- Published on
Building a Conversational AI Backend — Context Management, Memory, and Multi-Turn Handling
- Authors

- Name
- Sanjeev Sharma
- @webcoderspeed1
Introduction
Conversational AI requires careful state management across multiple turns. This guide covers session storage, context windowing, intent detection, and handoff to human agents in production systems.
- Conversation State Storage with Redis
- Context Window Management
- Session Management and User Identity
- Multi-Turn Context Injection Strategy
- Topic Tracking Across Turns
- Intent Detection Per Message
- Slot Filling for Structured Conversations
- Handoff to Human Agent
- Conversation Analytics
- Checklist
- Conclusion
Conversation State Storage with Redis
Store conversation state with automatic expiration:
interface Message {
role: 'user' | 'assistant' | 'system';
content: string;
timestamp: number;
metadata?: { intent?: string; entities?: string[] };
}
interface ConversationSession {
sessionId: string;
userId: string;
messages: Message[];
createdAt: number;
lastUpdatedAt: number;
metadata: {
topic?: string;
sentiment?: 'positive' | 'negative' | 'neutral';
escalated?: boolean;
};
}
async function saveConversationToRedis(
session: ConversationSession,
ttlSeconds: number = 86400 // 24 hours
): Promise<void> {
// In production: use Redis client
const redisKey = `conversation:${session.sessionId}`;
const serialized = JSON.stringify(session);
// Example Redis command:
// redis.setex(redisKey, ttlSeconds, serialized);
console.log(`Saved session ${session.sessionId} with TTL ${ttlSeconds}s`);
}
async function loadConversationFromRedis(
sessionId: string
): Promise<ConversationSession | null> {
const redisKey = `conversation:${sessionId}`;
// Example Redis command:
// const data = await redis.get(redisKey);
// In production:
// if (!data) return null;
// return JSON.parse(data);
return null; // Placeholder
}
async function addMessageToSession(
sessionId: string,
message: Message
): Promise<void> {
const session = await loadConversationFromRedis(sessionId);
if (!session) return;
session.messages.push(message);
session.lastUpdatedAt = Date.now();
// Update in Redis
await saveConversationToRedis(session);
}
// TTL strategy:
// Active session: 24 hours
// Idle >1 hour: 4 hours
// Escalated to human: 7 days for reference
Context Window Management
LLMs have finite context.
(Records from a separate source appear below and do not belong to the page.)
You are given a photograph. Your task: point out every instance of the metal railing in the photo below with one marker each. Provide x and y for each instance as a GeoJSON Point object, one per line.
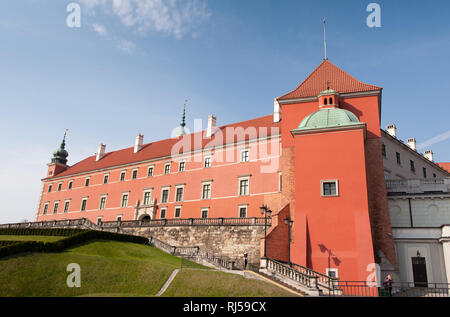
{"type": "Point", "coordinates": [254, 221]}
{"type": "Point", "coordinates": [293, 274]}
{"type": "Point", "coordinates": [194, 252]}
{"type": "Point", "coordinates": [371, 289]}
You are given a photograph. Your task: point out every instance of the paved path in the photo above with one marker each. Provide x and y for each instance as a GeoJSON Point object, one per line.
{"type": "Point", "coordinates": [169, 280]}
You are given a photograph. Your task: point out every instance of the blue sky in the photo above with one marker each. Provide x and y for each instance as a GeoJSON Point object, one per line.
{"type": "Point", "coordinates": [132, 63]}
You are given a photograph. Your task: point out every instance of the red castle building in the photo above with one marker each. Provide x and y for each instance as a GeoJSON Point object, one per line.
{"type": "Point", "coordinates": [315, 162]}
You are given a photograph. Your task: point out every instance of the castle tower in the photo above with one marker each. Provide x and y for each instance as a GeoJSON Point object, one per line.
{"type": "Point", "coordinates": [58, 162]}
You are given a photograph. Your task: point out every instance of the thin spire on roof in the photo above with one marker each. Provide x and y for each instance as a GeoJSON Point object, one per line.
{"type": "Point", "coordinates": [325, 38]}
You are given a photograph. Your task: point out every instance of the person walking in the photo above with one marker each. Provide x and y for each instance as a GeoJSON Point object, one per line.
{"type": "Point", "coordinates": [388, 284]}
{"type": "Point", "coordinates": [245, 260]}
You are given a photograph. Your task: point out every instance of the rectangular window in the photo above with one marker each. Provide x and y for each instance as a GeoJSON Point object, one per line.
{"type": "Point", "coordinates": [411, 164]}
{"type": "Point", "coordinates": [83, 204]}
{"type": "Point", "coordinates": [165, 196]}
{"type": "Point", "coordinates": [243, 211]}
{"type": "Point", "coordinates": [102, 202]}
{"type": "Point", "coordinates": [207, 162]}
{"type": "Point", "coordinates": [329, 188]}
{"type": "Point", "coordinates": [177, 212]}
{"type": "Point", "coordinates": [179, 195]}
{"type": "Point", "coordinates": [44, 212]}
{"type": "Point", "coordinates": [66, 206]}
{"type": "Point", "coordinates": [243, 187]}
{"type": "Point", "coordinates": [206, 192]}
{"type": "Point", "coordinates": [167, 169]}
{"type": "Point", "coordinates": [147, 198]}
{"type": "Point", "coordinates": [244, 156]}
{"type": "Point", "coordinates": [399, 161]}
{"type": "Point", "coordinates": [55, 207]}
{"type": "Point", "coordinates": [124, 201]}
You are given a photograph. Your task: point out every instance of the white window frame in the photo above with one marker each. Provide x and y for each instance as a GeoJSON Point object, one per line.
{"type": "Point", "coordinates": [165, 168]}
{"type": "Point", "coordinates": [162, 194]}
{"type": "Point", "coordinates": [67, 201]}
{"type": "Point", "coordinates": [85, 206]}
{"type": "Point", "coordinates": [55, 204]}
{"type": "Point", "coordinates": [175, 211]}
{"type": "Point", "coordinates": [149, 199]}
{"type": "Point", "coordinates": [248, 155]}
{"type": "Point", "coordinates": [322, 182]}
{"type": "Point", "coordinates": [121, 200]}
{"type": "Point", "coordinates": [100, 202]}
{"type": "Point", "coordinates": [184, 166]}
{"type": "Point", "coordinates": [240, 179]}
{"type": "Point", "coordinates": [165, 213]}
{"type": "Point", "coordinates": [176, 193]}
{"type": "Point", "coordinates": [210, 190]}
{"type": "Point", "coordinates": [246, 210]}
{"type": "Point", "coordinates": [209, 158]}
{"type": "Point", "coordinates": [152, 167]}
{"type": "Point", "coordinates": [207, 212]}
{"type": "Point", "coordinates": [45, 209]}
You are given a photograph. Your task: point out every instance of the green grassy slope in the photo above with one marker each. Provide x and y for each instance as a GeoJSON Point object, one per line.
{"type": "Point", "coordinates": [111, 268]}
{"type": "Point", "coordinates": [217, 284]}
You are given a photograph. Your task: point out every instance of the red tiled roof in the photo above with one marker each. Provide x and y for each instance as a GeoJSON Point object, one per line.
{"type": "Point", "coordinates": [338, 80]}
{"type": "Point", "coordinates": [445, 166]}
{"type": "Point", "coordinates": [163, 148]}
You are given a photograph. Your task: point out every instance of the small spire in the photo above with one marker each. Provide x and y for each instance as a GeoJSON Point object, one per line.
{"type": "Point", "coordinates": [183, 119]}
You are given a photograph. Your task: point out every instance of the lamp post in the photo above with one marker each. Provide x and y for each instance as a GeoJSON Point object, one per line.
{"type": "Point", "coordinates": [266, 212]}
{"type": "Point", "coordinates": [289, 223]}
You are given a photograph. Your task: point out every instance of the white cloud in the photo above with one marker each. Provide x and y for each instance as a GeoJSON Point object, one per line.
{"type": "Point", "coordinates": [126, 46]}
{"type": "Point", "coordinates": [172, 17]}
{"type": "Point", "coordinates": [100, 29]}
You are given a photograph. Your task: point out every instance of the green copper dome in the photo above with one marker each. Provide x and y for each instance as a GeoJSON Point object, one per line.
{"type": "Point", "coordinates": [328, 118]}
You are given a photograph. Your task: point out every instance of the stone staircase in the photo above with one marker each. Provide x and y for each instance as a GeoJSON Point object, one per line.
{"type": "Point", "coordinates": [302, 279]}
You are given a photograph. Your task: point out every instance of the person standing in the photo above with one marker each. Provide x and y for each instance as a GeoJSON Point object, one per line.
{"type": "Point", "coordinates": [388, 284]}
{"type": "Point", "coordinates": [245, 260]}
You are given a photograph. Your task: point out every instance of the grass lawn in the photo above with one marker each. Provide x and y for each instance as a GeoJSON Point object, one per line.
{"type": "Point", "coordinates": [219, 284]}
{"type": "Point", "coordinates": [30, 238]}
{"type": "Point", "coordinates": [107, 267]}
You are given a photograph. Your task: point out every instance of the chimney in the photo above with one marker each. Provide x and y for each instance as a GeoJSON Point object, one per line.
{"type": "Point", "coordinates": [392, 130]}
{"type": "Point", "coordinates": [429, 155]}
{"type": "Point", "coordinates": [138, 143]}
{"type": "Point", "coordinates": [276, 111]}
{"type": "Point", "coordinates": [211, 126]}
{"type": "Point", "coordinates": [411, 143]}
{"type": "Point", "coordinates": [100, 152]}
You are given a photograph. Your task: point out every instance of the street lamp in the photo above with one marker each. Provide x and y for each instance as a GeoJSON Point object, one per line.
{"type": "Point", "coordinates": [289, 222]}
{"type": "Point", "coordinates": [266, 212]}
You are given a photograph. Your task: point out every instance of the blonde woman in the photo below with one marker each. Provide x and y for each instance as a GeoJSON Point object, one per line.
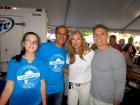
{"type": "Point", "coordinates": [79, 60]}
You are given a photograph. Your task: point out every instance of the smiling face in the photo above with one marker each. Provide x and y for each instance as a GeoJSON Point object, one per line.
{"type": "Point", "coordinates": [76, 41]}
{"type": "Point", "coordinates": [100, 38]}
{"type": "Point", "coordinates": [31, 43]}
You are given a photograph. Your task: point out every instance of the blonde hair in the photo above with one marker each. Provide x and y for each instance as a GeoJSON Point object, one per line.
{"type": "Point", "coordinates": [70, 50]}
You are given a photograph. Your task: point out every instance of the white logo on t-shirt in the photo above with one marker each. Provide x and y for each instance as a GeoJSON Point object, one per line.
{"type": "Point", "coordinates": [56, 63]}
{"type": "Point", "coordinates": [28, 76]}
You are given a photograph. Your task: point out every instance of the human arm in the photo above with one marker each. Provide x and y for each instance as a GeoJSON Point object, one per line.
{"type": "Point", "coordinates": [43, 92]}
{"type": "Point", "coordinates": [116, 102]}
{"type": "Point", "coordinates": [7, 92]}
{"type": "Point", "coordinates": [119, 75]}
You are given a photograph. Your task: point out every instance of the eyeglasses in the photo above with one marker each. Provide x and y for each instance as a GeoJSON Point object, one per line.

Summarize old messages intelligently:
interface ContextWindow {
systemPrompt: string;
recentMessages: Message[];
summary?: string;
maxTokens: number;
currentTokens: number;
}
function estimateTokens(text: string): number {
// Rough estimate: 1 token per 4 characters
// In production, use tiktoken or similar
return Math.ceil(text.length / 4);
}
function buildContextWindow(
session: ConversationSession,
maxTokens: number = 4000
): ContextWindow {
const systemPrompt = `You are a helpful customer support assistant.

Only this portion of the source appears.